ChemDraw Display
2/5/01

ChemDraw display is a new feature in ChemFinder 7 which permits the user to view desktop-quality images of their structures in ChemFinder, in forms though (not currently) in tables.  Moreover, all the graphical do-dads and flourishes of their original drawing are retained, even though these features are stripped, and the molecules normalized, when used by ChemFinder in searching (Figure 1).  Although we have had user demand for this feature, it presents serious danger, for the user does not see the version ChemFinder actually searches, and this could differ from expectation.

This feature is implemented by storing the original ChemDraw structure, as CDX, in the database alongside the interpreted ChemFinder version.  In the case of older databases lacking this field, or newly added structures that do not emanate from ChemDraw, the CDX is synthesized from the ChemFinder version.

To see ChemDraw-style display, go to the Box Properties dialog for the form box.  Under "Box Style", where there used to be only "Structure", there are now two choices, "ChemFinder style" and "ChemDraw style".

Hit highlight coloring should be evident in the ChemDraw style, but elements are not colored.

Testing Suggestions

Add an additional structure box to the forms you work with, and configure it with the ChemDraw-style display style.  Operate as you normally would on the database, using the ChemDraw-style box, while keeping an eye on the ChemFinder-style box.

Pitfalls

Various graphical and textual flourishes in ChemDraw do not have any meaning to ChemFinder.  Viewing the ChemDraw version may mislead the user into thinking ChemFinder has "understood" these features.  Examples are:

A minor shortcoming of the ChemDraw style is that reaction layouts are not recomputed as the box is resized when the CDX structure is actually stored, as opposed to synthesized on the fly.  (There is no easy way to tell if the image is stored or synthesized.)

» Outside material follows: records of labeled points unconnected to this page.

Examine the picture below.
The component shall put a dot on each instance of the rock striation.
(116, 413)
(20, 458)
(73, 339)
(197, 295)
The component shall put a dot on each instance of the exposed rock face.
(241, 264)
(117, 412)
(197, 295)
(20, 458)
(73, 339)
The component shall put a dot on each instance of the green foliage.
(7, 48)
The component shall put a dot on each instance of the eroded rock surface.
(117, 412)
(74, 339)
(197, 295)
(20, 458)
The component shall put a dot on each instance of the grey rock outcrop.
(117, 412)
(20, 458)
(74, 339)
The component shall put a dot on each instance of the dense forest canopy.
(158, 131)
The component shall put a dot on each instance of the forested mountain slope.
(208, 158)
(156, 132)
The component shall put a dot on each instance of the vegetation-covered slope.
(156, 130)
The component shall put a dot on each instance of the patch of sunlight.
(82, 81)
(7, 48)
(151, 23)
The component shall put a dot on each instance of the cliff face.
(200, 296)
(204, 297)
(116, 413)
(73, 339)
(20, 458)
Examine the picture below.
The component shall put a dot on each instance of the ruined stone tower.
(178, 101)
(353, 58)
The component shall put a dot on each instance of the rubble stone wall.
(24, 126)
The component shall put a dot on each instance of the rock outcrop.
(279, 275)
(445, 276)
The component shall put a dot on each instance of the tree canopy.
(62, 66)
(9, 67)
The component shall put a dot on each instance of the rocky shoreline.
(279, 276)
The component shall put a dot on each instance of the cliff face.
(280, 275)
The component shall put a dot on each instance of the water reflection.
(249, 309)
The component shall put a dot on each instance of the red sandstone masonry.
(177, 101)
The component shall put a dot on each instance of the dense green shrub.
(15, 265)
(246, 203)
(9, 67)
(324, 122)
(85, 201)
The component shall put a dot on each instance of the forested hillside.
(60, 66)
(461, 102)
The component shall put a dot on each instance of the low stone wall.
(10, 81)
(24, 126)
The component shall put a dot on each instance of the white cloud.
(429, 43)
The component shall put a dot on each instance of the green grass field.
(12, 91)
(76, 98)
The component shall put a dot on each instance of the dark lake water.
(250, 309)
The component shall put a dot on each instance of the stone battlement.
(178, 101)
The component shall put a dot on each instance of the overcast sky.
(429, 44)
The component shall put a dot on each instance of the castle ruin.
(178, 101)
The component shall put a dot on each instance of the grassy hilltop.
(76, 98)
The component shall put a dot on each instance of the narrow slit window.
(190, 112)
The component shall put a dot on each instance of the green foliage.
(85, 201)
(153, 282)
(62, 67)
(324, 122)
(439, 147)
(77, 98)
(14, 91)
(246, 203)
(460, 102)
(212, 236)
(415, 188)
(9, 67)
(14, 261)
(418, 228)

Figure 1.  A structure imported from ChemDraw displayed in ChemFinder style (left) and the original ChemDraw style (right).

 

Technical

The remaining notes are a more technical description of the feature.

Why CDX?

CDX is a natural choice to store the original pictorial information because most of the pictures are received in that format, it is a rich graphical language for chemistry, and it is already our main interchange format.

Architecture

Hitherto, the database "Structure" field has been a mock-up.  Along with the molecular weight and molecular formula fields, it is conjured up by ChemFinder without any correspondence to a real database field.  (The Mol_ID field does have an actual database correspondent; the MF and MW fields do not.)  This Structure field drew data not from the RDB, but from a MST server.  The simplest way to store CDX structural representations is to introduce an actual "Structure" field in the RDB, and stick them there.  Now when a database is opened, the Structure field will be bound to this real field if it exists.  Data exchange of structures becomes two-pronged:  as before, the ccMolecule portion is transmitted to/from the MST driver, and  now additionally the CDX part will be transmitted to/from the RDB.

The MST becomes derivable from the CDX Structure

Given that we will store CDX in the relational part of the database ("RDB"), and that the ChemFinder version (a ccMolecule) can be derived from the CDX, the role of the MST file becomes that of a peripheral index.   It can be regenerated from the RDB at any time.  This constitutes a major strategic gain.  On the other hand, in situations where several RDB's share a common MST file, as is the case with ChemACX, the new architecture unnecessarily (redundantly) uses large amounts of memory.  We should omit the CDX field from such databases.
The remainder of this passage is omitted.